Research Highlights: Mechanics of Epithelial Layers

Hexagonal packing is a recurring motif in epithelial tissues, and understanding how it arises — and breaks down — requires both theoretical and experimental perspectives. On the theory side, we show that cell division and motility together can drive a liquid→hexatic→liquid transformation in tissues, with hexatic order emerging from a delicate competition between dislocation defects generated by division and disclination-antidisclination binding driven by motility. On the experimental side, work on mouse ocular lens epithelial cells reveals how this kind of ordered packing is actively maintained at the molecular level: nonmuscle myosin IIA (NMIIA) generates anisotropic junctional tension — concentrated along anterior-posterior cell edges — that is essential for stable hexagonal packing during differentiation. A rod domain mutation in NMIIA (E1841K) that disrupts bipolar filament assembly wipes out this tension anisotropy, leading to disordered cell arrangements. Together, these studies paint a coherent picture in which hexatic and hexagonal order in tissues is neither passive nor accidental, but shaped by the interplay of active mechanical forces, topological defects, and cytoskeletal regulation.

Living tissues are remarkable materials — they can flow, stiffen, yield, and reorganize in ways that defy simple classification. Using cell-based and vertex model simulations, we explore how confluent tissues respond to mechanical deformation across a range of conditions. We show that fluid-like tissues can acquire rigidity under applied shear, with the onset of this shear-driven solidification governed by critical scaling near the liquid-solid transition. In tissues that are already solid-like, large deformations trigger strongly nonlinear responses including substantial stiffening. When cell motility is added to the mix, the interplay between internal active stresses and external deformation produces a rich rheological landscape — yielding, shear thinning, and both continuous and discontinuous shear thickening. At the heart of this complex behavior are irreversible cellular rearrangements that propagate through the tissue like avalanches, governed by stress redistribution and the spatial distribution of mechanically vulnerable cells. We develop mean-field theories and propose experimentally accessible frameworks to interpret these phenomena, offering a unified picture of mechanical plasticity in biological tissues.

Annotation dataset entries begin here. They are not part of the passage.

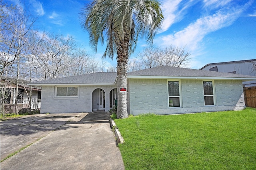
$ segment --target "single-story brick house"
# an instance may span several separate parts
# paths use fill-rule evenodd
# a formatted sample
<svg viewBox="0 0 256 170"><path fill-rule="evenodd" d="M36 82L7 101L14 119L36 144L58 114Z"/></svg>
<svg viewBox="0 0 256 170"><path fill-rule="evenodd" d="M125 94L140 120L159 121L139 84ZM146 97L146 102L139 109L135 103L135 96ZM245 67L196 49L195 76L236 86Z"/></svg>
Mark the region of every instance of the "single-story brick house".
<svg viewBox="0 0 256 170"><path fill-rule="evenodd" d="M33 82L42 87L41 113L108 111L119 90L116 73ZM214 111L245 107L242 82L256 77L160 66L127 74L127 107L134 115Z"/></svg>
<svg viewBox="0 0 256 170"><path fill-rule="evenodd" d="M17 101L17 107L19 112L27 111L29 108L30 90L32 90L31 104L32 110L40 109L41 106L41 87L28 85L30 82L24 80L20 80L18 87L18 98L15 98L16 94L16 79L11 78L2 78L1 79L1 94L4 90L5 83L6 88L4 101L5 113L12 113L15 112L15 100ZM2 98L1 98L2 104Z"/></svg>

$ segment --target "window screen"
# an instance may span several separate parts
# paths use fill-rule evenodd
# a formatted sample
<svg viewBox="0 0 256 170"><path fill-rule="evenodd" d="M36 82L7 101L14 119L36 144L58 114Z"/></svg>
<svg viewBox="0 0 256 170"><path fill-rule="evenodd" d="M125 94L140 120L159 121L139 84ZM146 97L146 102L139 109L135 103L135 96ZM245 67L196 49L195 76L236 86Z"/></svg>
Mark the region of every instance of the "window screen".
<svg viewBox="0 0 256 170"><path fill-rule="evenodd" d="M180 107L180 88L178 81L168 81L169 107Z"/></svg>
<svg viewBox="0 0 256 170"><path fill-rule="evenodd" d="M204 81L204 95L205 105L214 105L212 82Z"/></svg>
<svg viewBox="0 0 256 170"><path fill-rule="evenodd" d="M78 96L77 87L57 87L57 97L76 97Z"/></svg>

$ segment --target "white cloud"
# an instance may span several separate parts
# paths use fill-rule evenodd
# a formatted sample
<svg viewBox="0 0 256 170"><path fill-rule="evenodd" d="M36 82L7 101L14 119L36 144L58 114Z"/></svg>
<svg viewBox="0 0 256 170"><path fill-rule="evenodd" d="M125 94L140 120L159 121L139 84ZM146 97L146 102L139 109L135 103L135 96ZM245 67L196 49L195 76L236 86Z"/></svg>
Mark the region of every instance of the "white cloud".
<svg viewBox="0 0 256 170"><path fill-rule="evenodd" d="M172 25L183 19L186 12L185 10L191 5L193 2L187 1L184 4L180 2L182 0L166 0L161 6L164 15L164 20L160 33L168 30Z"/></svg>
<svg viewBox="0 0 256 170"><path fill-rule="evenodd" d="M178 6L182 0L165 1L161 6L161 8L164 17L164 20L162 27L162 31L166 31L174 23L176 15L175 12L178 9Z"/></svg>
<svg viewBox="0 0 256 170"><path fill-rule="evenodd" d="M163 45L186 46L190 51L200 50L202 40L208 34L231 25L243 11L238 8L220 10L212 16L202 17L184 29L173 35L162 36L159 42Z"/></svg>
<svg viewBox="0 0 256 170"><path fill-rule="evenodd" d="M56 18L58 17L59 16L59 15L57 14L55 11L52 12L52 15L49 16L48 17L50 19L56 19Z"/></svg>
<svg viewBox="0 0 256 170"><path fill-rule="evenodd" d="M249 17L256 17L256 10L254 11L254 12L253 14L248 15Z"/></svg>
<svg viewBox="0 0 256 170"><path fill-rule="evenodd" d="M225 6L232 0L204 0L204 6L215 8Z"/></svg>
<svg viewBox="0 0 256 170"><path fill-rule="evenodd" d="M44 15L45 12L41 3L36 0L32 0L31 3L37 14L40 16Z"/></svg>
<svg viewBox="0 0 256 170"><path fill-rule="evenodd" d="M52 23L60 26L63 26L64 23L60 16L60 15L58 14L54 11L52 15L49 16L48 18L51 20L50 22Z"/></svg>

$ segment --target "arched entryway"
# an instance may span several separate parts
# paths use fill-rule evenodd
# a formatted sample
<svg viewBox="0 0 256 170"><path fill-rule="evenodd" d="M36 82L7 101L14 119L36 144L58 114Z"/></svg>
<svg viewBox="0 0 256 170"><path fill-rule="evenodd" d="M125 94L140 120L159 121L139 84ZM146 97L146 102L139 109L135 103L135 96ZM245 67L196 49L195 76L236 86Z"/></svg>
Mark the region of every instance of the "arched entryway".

How do epithelial tissues switch between solid-like stillness and fluid-like collective motion? Our work across multiple systems reveals that this jamming-to-unjamming transition (UJT) is a distinct and rich phenomenon, separate from — though interacting with — the epithelial-to-mesenchymal transition (EMT): the two processes fluidize tissue through different mechanisms, with UJT driven primarily by increased cellular propulsion while EMT acts through diminished junctional tension. Beyond this distinction, we find that the UJT landscape is shaped by a surprising range of factors: the time it takes cells to complete neighbor-swapping rearrangements (T1 transitions) produces glassy dynamics, intermittency, and streaming; compressive stress from tumor growth can trigger unjamming through cadherin-mediated adhesion rather than EMT; and in 3D spheroids, matrix confinement controls whether cells sort or collectively invade. To unify confluent and non-confluent tissue geometries within a single framework, we introduce the Active Finite Voronoi model, whose phase diagram bridges collective unjamming and EMT-driven motility. Together, these studies reveal the UJT as a versatile, mechanistically rich gateway to tissue plasticity with broad relevance to development, wound repair, and cancer progression.